Carceri. Un argomento trattato con le pinze, a meno che vi sia un’evasione clamorosa o drammatici problemi di spazi vitali. Difficilmente si parla di coloro che vivono la detenzione a livello individuale come se la colpa, soprattutto se per piccoli reati, rendesse i carcerati delle persone da nascondere alla società civile, individui borderline cui non si pensa di poter dar un’opportunità di redenzione, rifiuti di questa nostra collettività

inquinata da mille pregiudizi. Varese in questo è avanti, vedi il concorso artistico-letterario a loro dedicato cui hanno aderito 167 detenuti delle carceri lombarde. La premiazione si è svolta a Villa Recalcati e nel corso della lettura dei vincitori è emerso un fatto importante: in queste persone esiste una sete, una grande voglia di cultura attraverso la quale si potrebbe operare un riscatto umano e morale.

Persone dotate di una sensibilità a fior di pelle, elemento che si può tradurre in maniera positiva o, come nel loro caso, negativa. Ma pur sempre di sensibilità si tratta e di fragilità, una fragilità psichica che tutti paiono voler combattere. Ma più ci addentriamo in questa oscura giungla dell’ambiente carcerario italiano, più veniamo a scoprire che davvero, la bilancia della giustizia è dotata di due pesi e due misure. È mai possibile che si venga condannati a scontare una pena che va oltre i 12 mesi per un furto di 17 euro in un supermercato, mentre manigoldi extra lusso se ne vanno a spasso dopo aver derubato la nazione a suon di milioni? Allora esiste una giustizia di serie A e una serie di B? Sovente udii pronunciare con grande amarezza dall’avvocato mio padre che la legge non è uguale per tutti, come viene solennemente conclamato nelle aule dei tribunali. A cosa servono codici, codicilli, cavilli, articoli a-bis e ter se poi spesso la sentenza viene pronunciata senza una salomonica obiettività?

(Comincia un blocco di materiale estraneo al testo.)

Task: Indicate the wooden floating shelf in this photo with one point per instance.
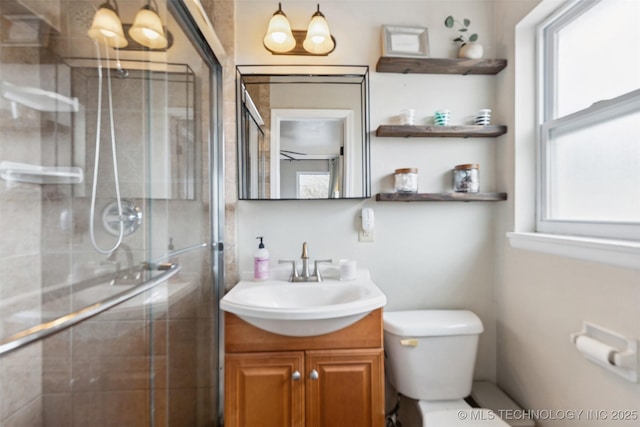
(441, 197)
(409, 131)
(440, 65)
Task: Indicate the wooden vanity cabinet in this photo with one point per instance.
(331, 380)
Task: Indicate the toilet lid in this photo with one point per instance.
(468, 417)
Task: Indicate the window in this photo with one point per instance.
(589, 114)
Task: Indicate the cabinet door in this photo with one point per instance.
(348, 390)
(264, 389)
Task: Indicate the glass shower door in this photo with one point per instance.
(110, 220)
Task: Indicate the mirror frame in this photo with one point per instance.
(247, 114)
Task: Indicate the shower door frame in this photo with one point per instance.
(191, 17)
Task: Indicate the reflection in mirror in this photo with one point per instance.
(303, 132)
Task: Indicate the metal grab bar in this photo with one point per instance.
(46, 329)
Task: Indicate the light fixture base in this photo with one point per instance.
(299, 36)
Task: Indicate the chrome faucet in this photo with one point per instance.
(304, 275)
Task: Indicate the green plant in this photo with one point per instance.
(464, 36)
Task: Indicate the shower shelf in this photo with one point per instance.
(33, 174)
(39, 99)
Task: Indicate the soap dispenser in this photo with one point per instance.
(261, 262)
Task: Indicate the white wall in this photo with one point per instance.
(426, 255)
(544, 298)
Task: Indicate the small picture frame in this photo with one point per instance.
(409, 42)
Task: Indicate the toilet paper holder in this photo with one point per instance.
(608, 349)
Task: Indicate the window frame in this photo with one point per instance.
(548, 123)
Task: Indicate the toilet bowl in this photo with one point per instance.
(431, 356)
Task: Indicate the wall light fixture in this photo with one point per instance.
(146, 32)
(281, 40)
(147, 28)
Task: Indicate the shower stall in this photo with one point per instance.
(111, 215)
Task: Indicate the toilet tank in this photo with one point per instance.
(431, 353)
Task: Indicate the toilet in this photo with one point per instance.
(431, 356)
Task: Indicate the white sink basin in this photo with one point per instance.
(303, 309)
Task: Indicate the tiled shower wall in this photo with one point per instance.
(39, 384)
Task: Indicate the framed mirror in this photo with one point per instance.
(303, 132)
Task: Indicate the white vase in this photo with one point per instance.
(471, 51)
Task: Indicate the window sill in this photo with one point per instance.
(619, 253)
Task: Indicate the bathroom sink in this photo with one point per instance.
(303, 309)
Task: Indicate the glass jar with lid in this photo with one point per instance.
(406, 180)
(466, 178)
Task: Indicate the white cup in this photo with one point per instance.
(347, 269)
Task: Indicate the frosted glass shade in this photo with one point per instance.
(318, 40)
(106, 27)
(279, 37)
(147, 29)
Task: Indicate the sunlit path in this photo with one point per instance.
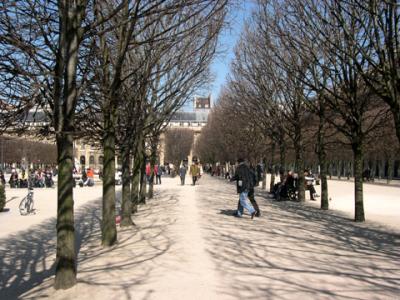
(187, 245)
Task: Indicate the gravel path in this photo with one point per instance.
(187, 245)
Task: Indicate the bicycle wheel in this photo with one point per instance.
(22, 206)
(30, 208)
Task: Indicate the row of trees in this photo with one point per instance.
(178, 143)
(311, 76)
(110, 71)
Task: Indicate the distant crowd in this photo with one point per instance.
(35, 177)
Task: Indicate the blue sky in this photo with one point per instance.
(229, 37)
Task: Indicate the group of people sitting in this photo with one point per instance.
(287, 188)
(86, 178)
(34, 178)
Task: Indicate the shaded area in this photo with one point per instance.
(28, 257)
(297, 252)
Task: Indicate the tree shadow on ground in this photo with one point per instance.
(28, 258)
(295, 251)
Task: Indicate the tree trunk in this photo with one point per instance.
(323, 166)
(390, 169)
(126, 219)
(358, 183)
(65, 258)
(137, 162)
(143, 181)
(299, 164)
(153, 157)
(282, 158)
(109, 229)
(272, 183)
(264, 181)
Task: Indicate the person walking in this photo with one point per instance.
(158, 172)
(244, 184)
(195, 172)
(182, 173)
(251, 196)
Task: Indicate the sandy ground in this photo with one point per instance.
(187, 245)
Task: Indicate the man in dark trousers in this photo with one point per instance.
(244, 183)
(251, 196)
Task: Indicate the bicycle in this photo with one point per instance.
(26, 204)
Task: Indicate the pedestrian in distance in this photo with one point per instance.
(182, 173)
(244, 183)
(251, 196)
(158, 172)
(195, 172)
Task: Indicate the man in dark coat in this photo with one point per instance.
(244, 184)
(251, 197)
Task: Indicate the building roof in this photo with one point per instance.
(182, 116)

Privare un individuo del bene più prezioso al mondo, la libertà, per una manciata di euro mentre colui che investe una persona se ne torna a casa impunito… Forse sarebbe opportuno rivedere non solo il modus operandi ma anche il modus cogitandi. Ma “va bene così”, non me la prendo, devo riuscire a farmene una ragione, ora sono qui”, scrive il detenuto dei Miogni, vincitore di una delle due menzioni speciali.